9 maggio 2013, anniversario di matrimonio. La querciola verde vicino a casa mi ha invitato a un meeting di sguardi (anche gli alberi guardano). Immancabili qualche foto con gli specchi. Ora che è verde e piena di vita comunica energia (anche gli alberi parlano) e vitalità. La quercia è ferma e dà un’impressione di stabilità. Ma a guardarla bene è dinamicissima e le foto con gli specchi provano a testimoniarlo. In realtà ogni cosa, vista da punti diversi, offre una diversa immagine di sé. Ogni cosa è ricca e l’occhio di Dio sa apprezzare la strabordanza di ciascuna piccola forma. Figuriamoci l’insieme e l’associazione infinita delle note e delle forme. Una foto non ha il profumo, il tatto, il suono… quindi è poverissima rispetto al reale che ci si manifesta. Eppure con il gioco degli specchi provo a suggerire la prospetticità (dadaista, futurista?) della possibile percezione di chi non è assuefatto, monotono e rassegnato, di chi non riduce la vastità totipotente di ogni forma al tedioso schemino di un segno fisso e fissato.

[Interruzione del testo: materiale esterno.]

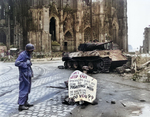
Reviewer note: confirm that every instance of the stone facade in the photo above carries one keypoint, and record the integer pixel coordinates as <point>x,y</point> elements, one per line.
<point>146,41</point>
<point>71,22</point>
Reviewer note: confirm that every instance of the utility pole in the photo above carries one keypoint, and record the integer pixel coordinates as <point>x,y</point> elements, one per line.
<point>91,20</point>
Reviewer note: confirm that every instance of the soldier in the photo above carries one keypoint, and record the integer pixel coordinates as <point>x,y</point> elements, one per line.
<point>25,73</point>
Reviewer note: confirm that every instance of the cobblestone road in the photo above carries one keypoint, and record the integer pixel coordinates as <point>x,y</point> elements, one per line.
<point>47,101</point>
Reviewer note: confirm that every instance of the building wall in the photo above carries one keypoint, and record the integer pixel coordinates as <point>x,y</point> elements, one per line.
<point>146,41</point>
<point>69,23</point>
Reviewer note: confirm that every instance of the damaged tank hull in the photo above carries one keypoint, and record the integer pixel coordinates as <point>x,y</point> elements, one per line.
<point>97,56</point>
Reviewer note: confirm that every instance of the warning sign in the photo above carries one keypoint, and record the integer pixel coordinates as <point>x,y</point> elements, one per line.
<point>82,87</point>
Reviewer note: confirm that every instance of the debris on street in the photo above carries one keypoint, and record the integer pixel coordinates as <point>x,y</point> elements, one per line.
<point>81,89</point>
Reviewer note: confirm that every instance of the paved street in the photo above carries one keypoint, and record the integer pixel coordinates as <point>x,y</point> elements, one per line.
<point>117,96</point>
<point>47,101</point>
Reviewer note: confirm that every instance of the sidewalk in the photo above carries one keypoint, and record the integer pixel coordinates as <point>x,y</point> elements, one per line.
<point>46,59</point>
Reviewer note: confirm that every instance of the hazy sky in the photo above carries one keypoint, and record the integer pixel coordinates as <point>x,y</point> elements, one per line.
<point>138,12</point>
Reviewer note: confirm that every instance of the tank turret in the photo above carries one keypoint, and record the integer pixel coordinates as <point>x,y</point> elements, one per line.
<point>97,56</point>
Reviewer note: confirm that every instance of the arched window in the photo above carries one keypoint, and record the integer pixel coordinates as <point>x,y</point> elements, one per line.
<point>52,29</point>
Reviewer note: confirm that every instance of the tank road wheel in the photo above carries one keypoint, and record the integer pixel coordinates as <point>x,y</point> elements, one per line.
<point>69,64</point>
<point>101,64</point>
<point>91,66</point>
<point>75,65</point>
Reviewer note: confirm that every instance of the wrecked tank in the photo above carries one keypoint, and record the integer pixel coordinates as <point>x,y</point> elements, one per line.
<point>97,56</point>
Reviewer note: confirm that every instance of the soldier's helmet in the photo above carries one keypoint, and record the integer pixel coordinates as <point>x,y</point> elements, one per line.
<point>29,47</point>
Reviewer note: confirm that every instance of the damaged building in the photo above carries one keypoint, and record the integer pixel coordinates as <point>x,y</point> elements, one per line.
<point>65,22</point>
<point>146,41</point>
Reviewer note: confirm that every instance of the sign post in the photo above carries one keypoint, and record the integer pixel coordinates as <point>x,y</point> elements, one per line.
<point>82,87</point>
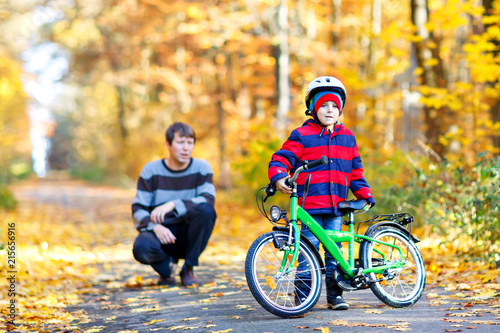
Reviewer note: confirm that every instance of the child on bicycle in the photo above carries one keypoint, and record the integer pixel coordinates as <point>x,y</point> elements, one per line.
<point>322,135</point>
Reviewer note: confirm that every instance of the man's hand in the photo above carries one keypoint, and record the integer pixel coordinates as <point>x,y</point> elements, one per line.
<point>158,214</point>
<point>164,234</point>
<point>280,185</point>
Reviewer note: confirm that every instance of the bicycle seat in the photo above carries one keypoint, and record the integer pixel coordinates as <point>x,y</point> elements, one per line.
<point>353,205</point>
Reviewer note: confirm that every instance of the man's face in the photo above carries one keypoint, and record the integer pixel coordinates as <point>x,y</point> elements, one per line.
<point>181,149</point>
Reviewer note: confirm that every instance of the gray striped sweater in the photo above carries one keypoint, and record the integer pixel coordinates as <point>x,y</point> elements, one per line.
<point>159,184</point>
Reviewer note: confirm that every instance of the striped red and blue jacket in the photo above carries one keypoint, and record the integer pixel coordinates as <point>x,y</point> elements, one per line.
<point>330,183</point>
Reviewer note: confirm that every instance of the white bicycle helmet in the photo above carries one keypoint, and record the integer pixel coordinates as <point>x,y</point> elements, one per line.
<point>325,83</point>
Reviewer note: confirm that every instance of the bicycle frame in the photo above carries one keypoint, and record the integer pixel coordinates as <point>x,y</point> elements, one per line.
<point>329,239</point>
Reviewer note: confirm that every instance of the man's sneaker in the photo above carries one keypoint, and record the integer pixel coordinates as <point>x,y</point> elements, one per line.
<point>166,281</point>
<point>187,277</point>
<point>337,303</point>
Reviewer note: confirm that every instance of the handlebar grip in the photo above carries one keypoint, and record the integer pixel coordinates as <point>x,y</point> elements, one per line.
<point>323,160</point>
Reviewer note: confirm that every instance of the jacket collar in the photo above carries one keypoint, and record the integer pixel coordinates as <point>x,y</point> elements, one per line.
<point>322,129</point>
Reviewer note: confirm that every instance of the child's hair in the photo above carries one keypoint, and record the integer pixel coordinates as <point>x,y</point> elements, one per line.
<point>182,129</point>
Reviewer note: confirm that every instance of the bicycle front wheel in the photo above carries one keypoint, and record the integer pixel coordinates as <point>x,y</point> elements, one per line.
<point>400,287</point>
<point>286,295</point>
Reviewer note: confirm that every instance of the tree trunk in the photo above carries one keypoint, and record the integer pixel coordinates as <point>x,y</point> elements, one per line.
<point>283,68</point>
<point>431,76</point>
<point>222,92</point>
<point>337,16</point>
<point>495,109</point>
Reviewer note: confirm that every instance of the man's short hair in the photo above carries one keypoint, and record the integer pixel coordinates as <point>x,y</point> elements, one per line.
<point>180,128</point>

Sullo sfondo di alcune foto si vede il campanile del mio paese. Un riferimento sacro per indicare la sacralità del tempio-mondo, o meglio la possibilità di incontrare il Santo anche negli angoli banali della periferia.
Tra le diverse foto che ho scattato ne ho scelte alcune e fra di loro non ho saputo decidere quali scartare. D’altra parte la simbolicità della prospetticità è a sua volta esaltata dalla diversa ripresa. Basta un piccolo sostamento e cambia la scena. Ciò è possibile grazie al variare del tempo che inventa la possibilità del mutamento, che arricchisce ancora di più l’insieme e le parti. Un istante potrebbe essere guardato all’infinito cambiando posizione. Ma se gli istanti sono innumerevoli, quanti infiniti servono per godersi il gioco del mondo?
Basterà alla mia sposa questo bouquet di verde vivo?